From Innovations, a website published by Ziff-Davis Enterprise from mid-2006 to mid-2009. Reprinted by permission.
The move to utility or “cloud” computing shows every sign of reaching critical mass over the next couple of years. But it won’t be driven by corporate data centers. The momentum, instead, is coming from two factors that increasingly dictate the pace of innovation: startups and fear.
In 1991, noted technology columnist Stewart Alsop wrote, “I predict that the last mainframe will be unplugged on 15 March 1996.” Yet as of last year, there were still 10,000 mainframes running worldwide, according to IBM. Was Alsop wrong? Technically, yes, but the shift that he foresaw is happening. It’s just being driven by different factors than he expected.
Technology innovation today follows a strikingly consistent pattern. New companies with no legacy base make the switch first while the people with the most to lose are the last ones to change. Instead, they jump on board when they discover that new technology addresses a significant pain point.
Both forces are evident today in utility computing. Robert Scoble wrote persuasively last November about the “serverless” Internet company. His comments were prompted by a meeting with the CEO of Mogulus, a streaming video firm the claims not to own a single server. What interested me most about Scoble’s remarks is the 65 comments that follow. Many are from other small companies that are building IT infrastructure from the ground up without servers. Some of these companies are offering high-bandwidth services on a very large scale, demonstrating scalability and reliability aren’t a problem. In fact, any startup business today should look first at outsourcing its IT infrastructure before investing in a single square foot of computer room space.
Meanwhile, utility services are actually achieving critical mass in a corner of the mainstream corporate IT market: storage. Services like Amazon’s S3 now have well over 300,000 customers. EMC just joined the fray by launching an online backup service and hiring a top former Microsoft executive to lead its cloud computing initiative.
The storage industry has been a technology innovator recently because storage is a major pain point for many companies.

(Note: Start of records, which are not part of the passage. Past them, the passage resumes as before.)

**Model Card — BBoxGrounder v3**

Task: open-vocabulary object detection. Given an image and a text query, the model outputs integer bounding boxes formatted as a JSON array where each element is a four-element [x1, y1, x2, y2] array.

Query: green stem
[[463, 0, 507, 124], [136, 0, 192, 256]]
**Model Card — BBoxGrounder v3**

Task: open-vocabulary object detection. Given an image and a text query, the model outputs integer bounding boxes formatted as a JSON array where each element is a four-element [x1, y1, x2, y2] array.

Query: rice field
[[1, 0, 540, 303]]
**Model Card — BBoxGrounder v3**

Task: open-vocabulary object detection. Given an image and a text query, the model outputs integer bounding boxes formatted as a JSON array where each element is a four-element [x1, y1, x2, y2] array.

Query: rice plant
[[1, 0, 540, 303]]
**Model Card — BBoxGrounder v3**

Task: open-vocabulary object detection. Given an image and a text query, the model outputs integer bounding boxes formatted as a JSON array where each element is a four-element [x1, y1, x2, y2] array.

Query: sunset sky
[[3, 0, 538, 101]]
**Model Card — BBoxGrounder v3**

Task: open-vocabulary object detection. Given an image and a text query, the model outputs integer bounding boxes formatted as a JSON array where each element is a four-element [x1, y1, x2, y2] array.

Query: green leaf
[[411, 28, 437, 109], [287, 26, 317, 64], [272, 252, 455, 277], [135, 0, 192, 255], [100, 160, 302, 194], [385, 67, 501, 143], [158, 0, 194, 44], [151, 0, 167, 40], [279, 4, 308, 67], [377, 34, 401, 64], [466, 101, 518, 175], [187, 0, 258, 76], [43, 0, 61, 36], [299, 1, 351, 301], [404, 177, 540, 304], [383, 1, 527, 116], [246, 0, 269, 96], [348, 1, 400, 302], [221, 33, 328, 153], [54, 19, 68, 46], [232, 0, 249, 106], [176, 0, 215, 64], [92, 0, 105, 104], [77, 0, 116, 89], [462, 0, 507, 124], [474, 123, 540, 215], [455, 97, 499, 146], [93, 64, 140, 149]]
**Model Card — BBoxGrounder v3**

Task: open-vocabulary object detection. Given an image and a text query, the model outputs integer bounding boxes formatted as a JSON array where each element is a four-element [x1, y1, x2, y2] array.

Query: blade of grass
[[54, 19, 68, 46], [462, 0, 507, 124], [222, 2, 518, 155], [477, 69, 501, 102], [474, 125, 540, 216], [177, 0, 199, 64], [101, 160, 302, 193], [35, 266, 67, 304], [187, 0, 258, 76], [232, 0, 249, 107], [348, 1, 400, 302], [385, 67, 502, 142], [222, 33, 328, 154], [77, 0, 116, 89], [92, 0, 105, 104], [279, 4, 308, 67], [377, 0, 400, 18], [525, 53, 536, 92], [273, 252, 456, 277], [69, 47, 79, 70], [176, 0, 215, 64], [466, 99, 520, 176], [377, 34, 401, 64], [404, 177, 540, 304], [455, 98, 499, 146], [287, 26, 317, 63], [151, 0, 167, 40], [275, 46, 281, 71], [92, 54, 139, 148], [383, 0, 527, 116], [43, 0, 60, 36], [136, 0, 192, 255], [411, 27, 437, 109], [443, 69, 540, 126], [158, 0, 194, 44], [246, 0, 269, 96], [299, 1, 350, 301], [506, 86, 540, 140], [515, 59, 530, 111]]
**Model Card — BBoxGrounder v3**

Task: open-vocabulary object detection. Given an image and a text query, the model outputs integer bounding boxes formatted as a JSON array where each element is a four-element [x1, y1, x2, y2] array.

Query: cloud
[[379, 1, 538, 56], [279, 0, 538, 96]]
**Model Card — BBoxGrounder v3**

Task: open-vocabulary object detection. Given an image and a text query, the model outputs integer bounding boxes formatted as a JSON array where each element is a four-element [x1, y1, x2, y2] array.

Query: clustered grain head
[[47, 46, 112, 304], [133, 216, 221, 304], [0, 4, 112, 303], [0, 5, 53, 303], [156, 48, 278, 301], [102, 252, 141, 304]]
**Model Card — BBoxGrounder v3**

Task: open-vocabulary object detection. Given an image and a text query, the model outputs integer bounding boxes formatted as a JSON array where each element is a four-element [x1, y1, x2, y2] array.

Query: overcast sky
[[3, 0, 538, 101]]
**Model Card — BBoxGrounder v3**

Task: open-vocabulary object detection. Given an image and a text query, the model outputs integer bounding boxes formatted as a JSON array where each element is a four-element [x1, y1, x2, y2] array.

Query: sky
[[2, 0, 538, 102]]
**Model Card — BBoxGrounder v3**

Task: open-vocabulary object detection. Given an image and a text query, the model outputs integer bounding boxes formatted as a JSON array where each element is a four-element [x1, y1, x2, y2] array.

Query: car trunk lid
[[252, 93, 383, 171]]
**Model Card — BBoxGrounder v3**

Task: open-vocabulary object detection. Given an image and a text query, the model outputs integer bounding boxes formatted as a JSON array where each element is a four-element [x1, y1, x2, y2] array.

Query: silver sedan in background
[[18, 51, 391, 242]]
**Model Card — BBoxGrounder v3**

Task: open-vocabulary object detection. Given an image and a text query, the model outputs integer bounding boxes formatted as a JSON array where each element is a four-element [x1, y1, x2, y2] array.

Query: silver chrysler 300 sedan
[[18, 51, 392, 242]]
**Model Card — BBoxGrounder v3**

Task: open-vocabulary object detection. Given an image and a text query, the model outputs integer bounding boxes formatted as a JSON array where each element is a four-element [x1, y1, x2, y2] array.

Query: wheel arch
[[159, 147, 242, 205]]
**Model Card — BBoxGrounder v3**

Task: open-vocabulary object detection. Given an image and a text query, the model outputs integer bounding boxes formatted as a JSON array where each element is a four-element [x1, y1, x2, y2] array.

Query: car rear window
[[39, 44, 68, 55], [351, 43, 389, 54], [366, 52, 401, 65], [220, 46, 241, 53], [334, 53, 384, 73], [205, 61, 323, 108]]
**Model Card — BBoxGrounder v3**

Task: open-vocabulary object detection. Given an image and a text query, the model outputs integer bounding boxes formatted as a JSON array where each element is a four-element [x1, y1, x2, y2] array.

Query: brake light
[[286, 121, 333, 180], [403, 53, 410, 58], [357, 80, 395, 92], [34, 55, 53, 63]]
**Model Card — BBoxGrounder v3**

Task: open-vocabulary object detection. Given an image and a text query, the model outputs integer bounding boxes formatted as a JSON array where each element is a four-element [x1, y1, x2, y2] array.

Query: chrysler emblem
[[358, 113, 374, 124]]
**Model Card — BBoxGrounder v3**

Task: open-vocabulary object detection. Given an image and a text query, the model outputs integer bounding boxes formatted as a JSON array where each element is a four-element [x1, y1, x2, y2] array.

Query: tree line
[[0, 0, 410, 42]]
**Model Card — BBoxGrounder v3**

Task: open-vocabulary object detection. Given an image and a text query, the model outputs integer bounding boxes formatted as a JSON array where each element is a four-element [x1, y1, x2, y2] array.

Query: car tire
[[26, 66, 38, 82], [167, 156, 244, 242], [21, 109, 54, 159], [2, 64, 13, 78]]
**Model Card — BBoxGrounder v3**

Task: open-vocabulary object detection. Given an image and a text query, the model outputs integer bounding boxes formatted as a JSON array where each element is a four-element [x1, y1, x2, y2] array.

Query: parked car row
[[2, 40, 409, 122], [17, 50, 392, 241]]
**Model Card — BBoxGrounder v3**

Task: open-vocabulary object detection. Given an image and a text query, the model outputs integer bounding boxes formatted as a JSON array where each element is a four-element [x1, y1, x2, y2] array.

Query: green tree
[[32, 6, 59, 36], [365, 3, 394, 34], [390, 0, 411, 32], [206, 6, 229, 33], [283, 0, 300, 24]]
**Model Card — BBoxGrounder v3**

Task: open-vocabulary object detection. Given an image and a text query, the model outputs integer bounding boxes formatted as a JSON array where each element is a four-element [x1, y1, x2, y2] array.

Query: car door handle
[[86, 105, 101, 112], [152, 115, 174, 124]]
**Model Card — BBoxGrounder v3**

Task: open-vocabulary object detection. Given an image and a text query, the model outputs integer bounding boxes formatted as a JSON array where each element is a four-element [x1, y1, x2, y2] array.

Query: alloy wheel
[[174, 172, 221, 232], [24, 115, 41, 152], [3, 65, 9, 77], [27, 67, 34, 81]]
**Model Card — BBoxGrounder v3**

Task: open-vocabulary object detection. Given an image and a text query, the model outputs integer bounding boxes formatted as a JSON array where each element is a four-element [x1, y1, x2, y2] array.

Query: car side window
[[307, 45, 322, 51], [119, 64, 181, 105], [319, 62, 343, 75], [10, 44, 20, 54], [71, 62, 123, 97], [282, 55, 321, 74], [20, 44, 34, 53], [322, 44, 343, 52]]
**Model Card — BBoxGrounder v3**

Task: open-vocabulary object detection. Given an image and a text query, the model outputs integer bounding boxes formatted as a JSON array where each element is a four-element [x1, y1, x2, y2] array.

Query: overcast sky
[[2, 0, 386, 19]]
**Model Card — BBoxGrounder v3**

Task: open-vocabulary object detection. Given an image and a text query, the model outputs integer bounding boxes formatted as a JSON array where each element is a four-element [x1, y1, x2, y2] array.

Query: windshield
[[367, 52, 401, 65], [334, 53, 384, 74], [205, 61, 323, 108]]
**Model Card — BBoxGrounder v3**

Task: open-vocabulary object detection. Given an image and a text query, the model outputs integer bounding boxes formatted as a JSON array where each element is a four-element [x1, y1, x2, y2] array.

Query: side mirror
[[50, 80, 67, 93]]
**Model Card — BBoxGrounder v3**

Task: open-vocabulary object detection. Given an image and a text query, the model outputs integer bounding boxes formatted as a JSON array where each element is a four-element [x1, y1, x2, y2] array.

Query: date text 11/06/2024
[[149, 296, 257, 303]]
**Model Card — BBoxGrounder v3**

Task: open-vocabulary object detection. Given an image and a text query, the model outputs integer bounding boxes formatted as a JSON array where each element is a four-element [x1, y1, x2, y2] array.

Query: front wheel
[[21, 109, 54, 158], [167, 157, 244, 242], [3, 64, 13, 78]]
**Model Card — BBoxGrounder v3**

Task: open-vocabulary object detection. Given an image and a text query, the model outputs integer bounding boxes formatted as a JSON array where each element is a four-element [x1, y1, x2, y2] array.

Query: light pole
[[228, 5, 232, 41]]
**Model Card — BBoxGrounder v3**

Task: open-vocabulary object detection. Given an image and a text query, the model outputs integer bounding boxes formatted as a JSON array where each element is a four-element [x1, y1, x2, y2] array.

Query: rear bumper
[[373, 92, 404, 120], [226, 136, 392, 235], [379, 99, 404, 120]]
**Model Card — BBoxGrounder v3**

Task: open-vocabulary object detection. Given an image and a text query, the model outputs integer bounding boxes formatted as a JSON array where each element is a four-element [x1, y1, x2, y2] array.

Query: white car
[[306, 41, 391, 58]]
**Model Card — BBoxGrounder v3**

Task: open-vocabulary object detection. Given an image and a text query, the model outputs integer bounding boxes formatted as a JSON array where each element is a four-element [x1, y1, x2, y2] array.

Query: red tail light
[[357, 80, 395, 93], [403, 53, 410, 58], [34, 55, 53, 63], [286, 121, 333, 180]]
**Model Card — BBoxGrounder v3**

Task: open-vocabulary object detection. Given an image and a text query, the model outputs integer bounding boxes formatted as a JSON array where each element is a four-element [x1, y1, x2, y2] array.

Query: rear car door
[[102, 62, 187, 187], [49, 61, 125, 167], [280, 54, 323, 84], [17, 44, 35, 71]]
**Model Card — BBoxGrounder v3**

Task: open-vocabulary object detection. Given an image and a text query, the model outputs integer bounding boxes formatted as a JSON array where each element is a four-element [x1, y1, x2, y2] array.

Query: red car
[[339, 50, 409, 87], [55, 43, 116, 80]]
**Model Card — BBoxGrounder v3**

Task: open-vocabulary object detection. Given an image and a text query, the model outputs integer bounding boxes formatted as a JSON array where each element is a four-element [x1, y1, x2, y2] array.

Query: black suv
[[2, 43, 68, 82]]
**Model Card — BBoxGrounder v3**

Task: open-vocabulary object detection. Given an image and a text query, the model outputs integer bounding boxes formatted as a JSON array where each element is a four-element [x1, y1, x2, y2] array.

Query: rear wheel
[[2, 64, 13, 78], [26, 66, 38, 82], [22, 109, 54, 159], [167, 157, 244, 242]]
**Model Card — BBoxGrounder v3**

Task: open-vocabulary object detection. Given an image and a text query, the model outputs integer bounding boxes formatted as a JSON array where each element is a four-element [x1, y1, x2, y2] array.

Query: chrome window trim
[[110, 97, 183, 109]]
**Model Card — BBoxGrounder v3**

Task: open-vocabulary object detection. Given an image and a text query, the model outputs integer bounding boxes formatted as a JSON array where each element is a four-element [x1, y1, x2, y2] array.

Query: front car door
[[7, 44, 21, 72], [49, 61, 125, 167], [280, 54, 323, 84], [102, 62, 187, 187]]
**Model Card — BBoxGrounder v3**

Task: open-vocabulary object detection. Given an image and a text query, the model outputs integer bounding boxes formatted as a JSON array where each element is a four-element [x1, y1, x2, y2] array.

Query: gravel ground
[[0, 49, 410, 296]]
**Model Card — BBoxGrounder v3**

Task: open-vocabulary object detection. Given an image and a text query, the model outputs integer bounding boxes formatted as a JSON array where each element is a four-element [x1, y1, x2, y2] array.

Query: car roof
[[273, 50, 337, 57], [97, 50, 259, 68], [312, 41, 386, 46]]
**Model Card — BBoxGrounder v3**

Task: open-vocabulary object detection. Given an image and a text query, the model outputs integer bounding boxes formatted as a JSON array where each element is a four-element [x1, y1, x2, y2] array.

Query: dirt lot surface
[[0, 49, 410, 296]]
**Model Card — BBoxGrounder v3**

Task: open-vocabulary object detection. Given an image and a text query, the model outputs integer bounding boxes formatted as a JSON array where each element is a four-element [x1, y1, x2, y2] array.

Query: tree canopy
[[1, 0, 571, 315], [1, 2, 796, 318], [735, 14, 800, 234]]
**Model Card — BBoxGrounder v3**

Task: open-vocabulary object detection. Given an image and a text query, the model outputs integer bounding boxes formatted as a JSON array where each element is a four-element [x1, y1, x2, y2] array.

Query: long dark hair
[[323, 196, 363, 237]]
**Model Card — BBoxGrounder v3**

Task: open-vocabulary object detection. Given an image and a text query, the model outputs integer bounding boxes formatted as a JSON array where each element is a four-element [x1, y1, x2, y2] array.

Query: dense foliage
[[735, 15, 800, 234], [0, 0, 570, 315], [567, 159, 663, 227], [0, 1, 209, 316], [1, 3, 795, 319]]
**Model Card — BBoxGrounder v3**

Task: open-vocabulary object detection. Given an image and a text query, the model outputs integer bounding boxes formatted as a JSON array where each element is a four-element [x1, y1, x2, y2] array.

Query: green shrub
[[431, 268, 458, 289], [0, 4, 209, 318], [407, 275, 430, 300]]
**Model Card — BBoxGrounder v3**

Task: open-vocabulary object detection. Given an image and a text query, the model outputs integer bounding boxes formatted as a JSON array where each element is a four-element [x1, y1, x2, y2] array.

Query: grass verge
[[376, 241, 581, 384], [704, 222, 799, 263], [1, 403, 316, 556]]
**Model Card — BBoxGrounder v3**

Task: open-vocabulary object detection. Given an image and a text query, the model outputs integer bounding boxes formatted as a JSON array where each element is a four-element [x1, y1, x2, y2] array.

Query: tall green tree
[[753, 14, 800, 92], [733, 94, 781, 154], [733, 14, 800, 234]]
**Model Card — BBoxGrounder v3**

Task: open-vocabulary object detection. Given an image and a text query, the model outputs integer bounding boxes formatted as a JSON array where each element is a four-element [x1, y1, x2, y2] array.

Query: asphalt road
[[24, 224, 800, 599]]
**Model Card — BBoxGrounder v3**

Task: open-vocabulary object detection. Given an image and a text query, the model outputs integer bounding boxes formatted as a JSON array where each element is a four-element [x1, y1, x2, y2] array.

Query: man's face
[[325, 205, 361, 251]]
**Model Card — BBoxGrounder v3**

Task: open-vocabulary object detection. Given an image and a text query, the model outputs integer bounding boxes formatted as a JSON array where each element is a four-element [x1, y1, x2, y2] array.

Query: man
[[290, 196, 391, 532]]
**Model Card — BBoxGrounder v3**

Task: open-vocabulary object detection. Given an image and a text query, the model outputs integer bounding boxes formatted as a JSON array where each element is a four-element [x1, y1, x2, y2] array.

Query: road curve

With capacity requirements expanding at 30% to 50% annually, people are desperate to do something to manage that growth.
The rapid adoption of utility computing seems likely to continue, but with a curve that looks like a landscape of the Himalayan mountains. In some segments of the market — like startups — utility infrastructures will become the status quo. In others — like corporate data centers — adoption will come only as the technology addresses specific pain points.
This jagged adoption curve is why there’s so much debate today over the future of the cloud. Contrast Scoble’s observations, for example, with a recent CIO Insight article in which a CTO outlines his reservations about cloud computing or a CIO Insight reader forum where IT managers take issue with Nicholas Carr’s forecast that IT will increasingly become a central utility.
This debate is happening because the need for utility computing is not perceived to be compelling in all cases. Perhaps this is why Gartner predicts that early technology adopters will purchase 40% of their IT infrastructure is a service by 2011. Which means that the other 60% will still be acquired conventionally.
The utility computing train is coming but its arrival won’t occur the same time for all organizations. Check your local schedule.